El síndrome genito-urinario en la menopausia
El síndrome genito-urinario (SGUM) se refiere a una serie de síntomas que afectan el aparato genital y urinario de las mujeres y suele aparecer en la perimenopausia y/o la menopausia. Estos síntomas incluyen sequedad vaginal, ardor, picazón, dolor durante las relaciones sexuales (dispareunia), urgencia urinaria, y recurrencia de infecciones del tracto urinario. La causa principal de estos síntomas es la disminución de los niveles de estrógenos, que provoca cambios en el tejido vaginal y la uretra.
Impacto en la sexualidad y calidad de vida
El SGUM tiene un impacto significativo en la sexualidad de la mujer. La sequedad vaginal y el dolor durante las relaciones sexuales pueden reducir el deseo sexual y causar angustia emocional.

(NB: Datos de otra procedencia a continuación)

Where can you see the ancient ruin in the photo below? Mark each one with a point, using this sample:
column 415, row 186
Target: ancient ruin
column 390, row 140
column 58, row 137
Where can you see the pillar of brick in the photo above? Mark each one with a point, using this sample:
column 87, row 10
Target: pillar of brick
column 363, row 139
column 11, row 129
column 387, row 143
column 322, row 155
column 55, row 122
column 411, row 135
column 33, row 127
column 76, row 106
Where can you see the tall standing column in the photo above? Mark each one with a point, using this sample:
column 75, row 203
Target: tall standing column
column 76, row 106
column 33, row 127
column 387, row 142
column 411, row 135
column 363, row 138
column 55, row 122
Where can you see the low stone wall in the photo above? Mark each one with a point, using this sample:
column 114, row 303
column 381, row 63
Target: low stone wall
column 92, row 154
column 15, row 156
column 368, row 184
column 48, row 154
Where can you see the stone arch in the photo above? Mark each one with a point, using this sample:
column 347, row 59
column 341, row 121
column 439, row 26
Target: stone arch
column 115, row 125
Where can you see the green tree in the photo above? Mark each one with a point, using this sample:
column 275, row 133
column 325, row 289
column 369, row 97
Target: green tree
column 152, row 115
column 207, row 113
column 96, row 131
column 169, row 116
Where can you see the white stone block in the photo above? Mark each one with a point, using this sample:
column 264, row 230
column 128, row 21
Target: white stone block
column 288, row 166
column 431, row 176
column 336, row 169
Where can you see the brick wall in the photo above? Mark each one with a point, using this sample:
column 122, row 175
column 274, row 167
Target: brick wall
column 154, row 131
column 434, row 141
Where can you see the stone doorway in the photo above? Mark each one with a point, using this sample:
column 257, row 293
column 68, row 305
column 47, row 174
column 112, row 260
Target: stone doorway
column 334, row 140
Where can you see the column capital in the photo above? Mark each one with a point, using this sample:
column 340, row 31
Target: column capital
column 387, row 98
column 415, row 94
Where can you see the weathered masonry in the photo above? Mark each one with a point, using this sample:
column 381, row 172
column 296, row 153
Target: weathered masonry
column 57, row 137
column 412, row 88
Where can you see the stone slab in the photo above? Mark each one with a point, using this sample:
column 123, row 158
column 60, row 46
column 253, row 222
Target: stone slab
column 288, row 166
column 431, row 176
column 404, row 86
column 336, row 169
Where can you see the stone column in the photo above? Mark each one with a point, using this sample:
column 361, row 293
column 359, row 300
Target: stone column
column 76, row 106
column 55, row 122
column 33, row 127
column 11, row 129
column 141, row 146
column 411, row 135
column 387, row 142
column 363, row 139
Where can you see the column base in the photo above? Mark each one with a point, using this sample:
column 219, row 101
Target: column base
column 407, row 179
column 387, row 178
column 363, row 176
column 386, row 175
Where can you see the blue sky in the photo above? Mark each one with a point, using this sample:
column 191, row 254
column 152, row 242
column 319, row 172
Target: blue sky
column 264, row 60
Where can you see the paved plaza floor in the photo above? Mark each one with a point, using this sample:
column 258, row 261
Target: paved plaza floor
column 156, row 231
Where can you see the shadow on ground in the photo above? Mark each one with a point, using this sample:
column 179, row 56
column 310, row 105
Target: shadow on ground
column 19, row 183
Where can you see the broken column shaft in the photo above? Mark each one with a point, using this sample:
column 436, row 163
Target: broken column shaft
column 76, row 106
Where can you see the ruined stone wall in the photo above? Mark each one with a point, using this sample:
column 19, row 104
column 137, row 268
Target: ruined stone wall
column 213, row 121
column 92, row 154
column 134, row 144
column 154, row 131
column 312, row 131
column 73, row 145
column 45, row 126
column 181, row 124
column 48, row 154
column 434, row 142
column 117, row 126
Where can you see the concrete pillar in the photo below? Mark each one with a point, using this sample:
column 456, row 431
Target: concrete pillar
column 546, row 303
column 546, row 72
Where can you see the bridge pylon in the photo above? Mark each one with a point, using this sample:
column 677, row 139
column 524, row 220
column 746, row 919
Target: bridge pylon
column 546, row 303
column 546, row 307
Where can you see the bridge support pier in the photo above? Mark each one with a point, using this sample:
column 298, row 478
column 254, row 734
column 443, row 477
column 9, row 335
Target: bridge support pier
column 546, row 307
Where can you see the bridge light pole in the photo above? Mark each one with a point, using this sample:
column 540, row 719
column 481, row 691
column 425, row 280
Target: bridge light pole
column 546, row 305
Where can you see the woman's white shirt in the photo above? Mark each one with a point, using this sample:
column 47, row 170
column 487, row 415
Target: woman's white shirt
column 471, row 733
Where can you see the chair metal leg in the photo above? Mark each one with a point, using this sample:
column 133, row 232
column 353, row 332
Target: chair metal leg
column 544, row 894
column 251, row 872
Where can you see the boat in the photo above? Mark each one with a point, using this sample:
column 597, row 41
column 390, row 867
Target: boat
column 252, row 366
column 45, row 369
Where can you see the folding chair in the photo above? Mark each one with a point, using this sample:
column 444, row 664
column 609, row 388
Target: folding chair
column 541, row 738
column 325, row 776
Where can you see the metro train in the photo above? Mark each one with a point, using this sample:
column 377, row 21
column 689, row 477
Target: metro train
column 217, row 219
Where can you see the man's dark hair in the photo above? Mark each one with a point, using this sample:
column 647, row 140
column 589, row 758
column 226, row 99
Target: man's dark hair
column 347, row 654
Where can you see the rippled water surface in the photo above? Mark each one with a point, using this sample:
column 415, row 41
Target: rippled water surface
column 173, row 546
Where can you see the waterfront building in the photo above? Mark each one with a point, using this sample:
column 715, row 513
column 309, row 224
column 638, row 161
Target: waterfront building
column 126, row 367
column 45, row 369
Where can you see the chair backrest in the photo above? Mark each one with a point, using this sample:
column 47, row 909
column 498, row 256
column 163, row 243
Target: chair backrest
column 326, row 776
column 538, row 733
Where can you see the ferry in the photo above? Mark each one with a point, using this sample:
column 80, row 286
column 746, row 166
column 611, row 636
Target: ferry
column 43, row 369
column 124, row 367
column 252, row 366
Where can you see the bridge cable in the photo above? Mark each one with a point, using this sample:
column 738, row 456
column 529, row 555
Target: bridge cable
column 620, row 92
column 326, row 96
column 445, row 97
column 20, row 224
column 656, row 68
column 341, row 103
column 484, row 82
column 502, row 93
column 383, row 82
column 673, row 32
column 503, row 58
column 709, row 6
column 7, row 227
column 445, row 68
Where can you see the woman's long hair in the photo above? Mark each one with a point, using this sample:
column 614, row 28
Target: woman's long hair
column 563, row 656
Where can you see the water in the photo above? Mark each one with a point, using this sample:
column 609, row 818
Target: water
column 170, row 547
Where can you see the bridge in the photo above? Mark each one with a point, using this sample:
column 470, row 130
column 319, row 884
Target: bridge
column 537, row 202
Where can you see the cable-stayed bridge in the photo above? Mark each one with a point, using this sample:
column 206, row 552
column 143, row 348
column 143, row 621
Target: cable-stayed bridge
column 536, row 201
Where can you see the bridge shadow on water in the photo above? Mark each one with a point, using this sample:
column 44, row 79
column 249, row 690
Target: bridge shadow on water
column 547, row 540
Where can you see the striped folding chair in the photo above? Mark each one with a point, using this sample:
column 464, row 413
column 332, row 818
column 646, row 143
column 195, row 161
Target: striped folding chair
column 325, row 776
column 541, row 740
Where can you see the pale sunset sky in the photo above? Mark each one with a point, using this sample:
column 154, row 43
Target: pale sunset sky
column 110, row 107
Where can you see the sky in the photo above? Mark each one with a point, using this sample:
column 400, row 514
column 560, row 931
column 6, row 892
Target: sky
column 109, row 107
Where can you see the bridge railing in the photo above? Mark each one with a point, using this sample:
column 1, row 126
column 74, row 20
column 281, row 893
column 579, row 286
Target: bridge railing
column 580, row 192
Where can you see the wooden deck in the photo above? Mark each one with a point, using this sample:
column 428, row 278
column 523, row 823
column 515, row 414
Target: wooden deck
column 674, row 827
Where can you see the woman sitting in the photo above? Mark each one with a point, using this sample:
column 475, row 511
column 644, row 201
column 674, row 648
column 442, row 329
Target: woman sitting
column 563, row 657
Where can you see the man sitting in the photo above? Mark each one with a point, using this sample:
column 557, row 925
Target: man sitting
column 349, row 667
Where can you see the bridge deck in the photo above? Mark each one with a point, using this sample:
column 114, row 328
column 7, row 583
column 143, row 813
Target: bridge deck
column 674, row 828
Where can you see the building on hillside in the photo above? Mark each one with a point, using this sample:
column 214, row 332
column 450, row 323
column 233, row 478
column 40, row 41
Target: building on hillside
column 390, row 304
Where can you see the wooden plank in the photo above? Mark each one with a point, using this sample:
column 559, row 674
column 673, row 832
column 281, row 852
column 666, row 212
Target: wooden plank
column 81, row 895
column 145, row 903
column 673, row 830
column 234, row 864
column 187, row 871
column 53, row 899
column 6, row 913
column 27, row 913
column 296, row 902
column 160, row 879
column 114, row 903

Además, los problemas urinarios pueden generar incomodidad y vergüenza, afectando la calidad de vida y las actividades cotidianas. Muchas mujeres asumen que son problemas "normales" con los que lidiar y no suelen acudir a un especialista por creer que son un efecto inevitable del envejecimiento.
"El síndrome genito-urinario en la menopausia es una condición tratable que afecta profundamente la calidad de vida de muchas mujeres, incidiendo especialmente en su sexualidad y su autoestima. Es fundamental aumentar la concienciación sobre este síndrome y derribar los tabúes que rodean la menopausia", defiende la Dra. Campos.